UpTrain
UpTrain [github || website || docs] is an open-source platform to evaluate and improve LLM applications. It provides grades for 20+ preconfigured checks (covering language, code, embedding use cases), performs root cause analyses on instances of failure cases and provides guidance for resolving them.
UpTrain Callback Handler​
This notebook showcases the UpTrain callback handler seamlessly integrating into your pipeline, facilitating diverse evaluations. We have chosen a few evaluations that we deemed apt for evaluating the chains. These evaluations run automatically, with results displayed in the output. More details on UpTrain's evaluations can be found here.
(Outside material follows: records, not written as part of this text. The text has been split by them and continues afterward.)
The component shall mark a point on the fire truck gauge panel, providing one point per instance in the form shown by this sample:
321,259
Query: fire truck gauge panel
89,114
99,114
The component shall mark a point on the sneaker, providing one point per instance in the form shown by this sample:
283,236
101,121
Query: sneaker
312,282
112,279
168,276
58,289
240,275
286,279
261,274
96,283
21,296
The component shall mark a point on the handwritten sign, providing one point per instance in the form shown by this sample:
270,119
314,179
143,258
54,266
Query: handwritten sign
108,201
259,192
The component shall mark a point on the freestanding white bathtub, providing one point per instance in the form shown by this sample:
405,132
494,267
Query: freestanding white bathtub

Selected retievers from Langchain are highlighted for demonstration:
1. Vanilla RAG:​
RAG plays a crucial role in retrieving context and generating responses. To ensure its performance and response quality, we conduct the following evaluations:
- Context Relevance: Determines if the context extracted from the query is relevant to the response.
- Factual Accuracy: Assesses if the LLM is hallcuinating or providing incorrect information.
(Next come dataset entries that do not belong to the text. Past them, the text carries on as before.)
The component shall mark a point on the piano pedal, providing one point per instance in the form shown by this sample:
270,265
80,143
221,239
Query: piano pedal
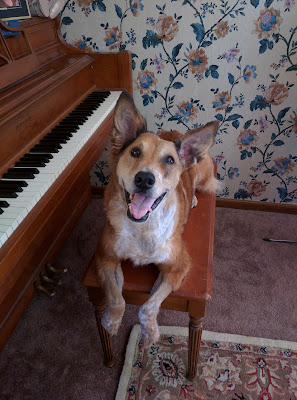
52,280
49,292
50,268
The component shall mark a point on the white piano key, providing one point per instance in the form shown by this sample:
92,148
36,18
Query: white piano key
20,207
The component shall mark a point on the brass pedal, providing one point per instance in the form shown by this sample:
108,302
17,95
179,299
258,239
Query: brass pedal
42,289
53,281
58,271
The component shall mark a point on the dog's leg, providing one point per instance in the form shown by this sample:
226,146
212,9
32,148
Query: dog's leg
170,278
111,274
149,311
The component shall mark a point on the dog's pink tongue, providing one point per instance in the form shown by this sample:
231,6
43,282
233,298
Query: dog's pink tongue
140,205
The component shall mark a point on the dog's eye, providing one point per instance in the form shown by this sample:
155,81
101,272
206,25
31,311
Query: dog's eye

- Response Completeness: Checks if the response contains all the information requested by the query.
2. Multi Query Generation:​
MultiQueryRetriever creates multiple variants of a question having a similar meaning to the original question. Given the complexity, we include the previous evaluations and add:
- Multi Query Accuracy: Assures that the multi-queries generated mean the same as the original query.
3. Context Compression and Reranking:​
Re-ranking involves reordering nodes based on relevance to the query and choosing top n nodes. Since the number of nodes can reduce once the re-ranking is complete, we perform the following evaluations:
- Context Reranking: Checks if the order of re-ranked nodes is more relevant to the query than the original order.
- Context Conciseness: Examines whether the reduced number of nodes still provides all the required information.
These evaluations collectively ensure the robustness and effectiveness of the RAG, MultiQueryRetriever, and the Reranking process in the chain.